BSU Black History Month 

For centuries, Black individuals in various countries worldwide have contributed toward numerous achievements in the past, present, and future. Unfortunately, due to institutionalized racism, their stories are often overlooked. Originally created by Carter Woodson, Black History Month extends through the entirety of February and looks to celebrate these accomplishments on an international scale. To reach the surrounding community, Centennial High School’s Black student organizations worked together in order to commemorate Black history after a year that propelled the Black Lives Matter movement to the forefront of global news. 

Tori Pearson of Centennial’s Black Student Union shared the importance of these organizations exploring the impact and influence of Black innovators in not only the United States, but throughout  the entire world. “We want to take advantage of the stage we are given,” said Pearson. “Black people deserve to be celebrated everyday of the year, but it’s always nice to highlight and educate during this time.” 

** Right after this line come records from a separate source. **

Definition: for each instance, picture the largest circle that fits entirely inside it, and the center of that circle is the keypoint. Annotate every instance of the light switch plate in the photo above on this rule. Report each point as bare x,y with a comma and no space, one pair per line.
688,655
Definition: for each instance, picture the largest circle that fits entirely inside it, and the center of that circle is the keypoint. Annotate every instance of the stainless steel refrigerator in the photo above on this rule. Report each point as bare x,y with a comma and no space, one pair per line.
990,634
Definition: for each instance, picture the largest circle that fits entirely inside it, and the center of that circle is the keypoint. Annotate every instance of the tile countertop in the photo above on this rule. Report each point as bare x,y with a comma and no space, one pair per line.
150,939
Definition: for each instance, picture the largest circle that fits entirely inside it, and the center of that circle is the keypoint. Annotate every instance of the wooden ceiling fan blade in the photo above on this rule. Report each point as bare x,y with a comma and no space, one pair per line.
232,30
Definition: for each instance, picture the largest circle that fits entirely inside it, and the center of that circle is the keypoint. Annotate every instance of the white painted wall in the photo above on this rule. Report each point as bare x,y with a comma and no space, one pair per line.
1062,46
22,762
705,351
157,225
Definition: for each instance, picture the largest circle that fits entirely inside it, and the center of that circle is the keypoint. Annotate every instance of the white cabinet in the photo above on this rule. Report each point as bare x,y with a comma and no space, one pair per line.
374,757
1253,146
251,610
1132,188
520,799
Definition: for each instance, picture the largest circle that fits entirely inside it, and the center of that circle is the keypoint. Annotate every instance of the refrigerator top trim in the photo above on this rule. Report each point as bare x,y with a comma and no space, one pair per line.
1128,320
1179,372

Like many, Black history holds a special place in Pearson’s heart. Representation across all types of subjects and careers are important in allowing young Black students to view themselves in a myriad of possible futures not limited by their race. “Black history is something I’ve been celebrating my whole life,” Pearson explained. “And so to me it’s just another opportunity to gain more knowledge about our past, present, and future on a larger scale.” 

In a  virtual setting, the BSU teamed up with other Black student organizations such as Alpha Achievers and the Scholars Leadership Program to create several informative Social and Emotional Learning sessions to teach their peers even more about Black history. 

There were three separate sessions all held on February 22 and another will be held on March 1. Students had the option to attend a session about past, present, or future Black influence and culture between second period and lunch break. 

Pearson shared that the goal of the BSU “was to make a BHM presentation in which we could focus on Black joy.” She cited the events over the last year; such as the repetitive cycle of police brutality against Black citizens that clarified the prominence of racism in the US, in order to emphasize the need for celebration. “This past year has opened a lot of people’s eyes to how difficult it can be to be Black,” she noted. “So we wanted to have the chance to focus on the good.” 

Whether it be reflection or celebration, Black History Month shows us not only how far we have come, but how much there is left to do. This is not just during turbulent times or during a single month, but consistently supporting and uplifting Black voices as they continue to make history. “Year round, we would love to see more genuine allies in and out of school,” Pearson urged. “And during BHM, just elevating our voices.”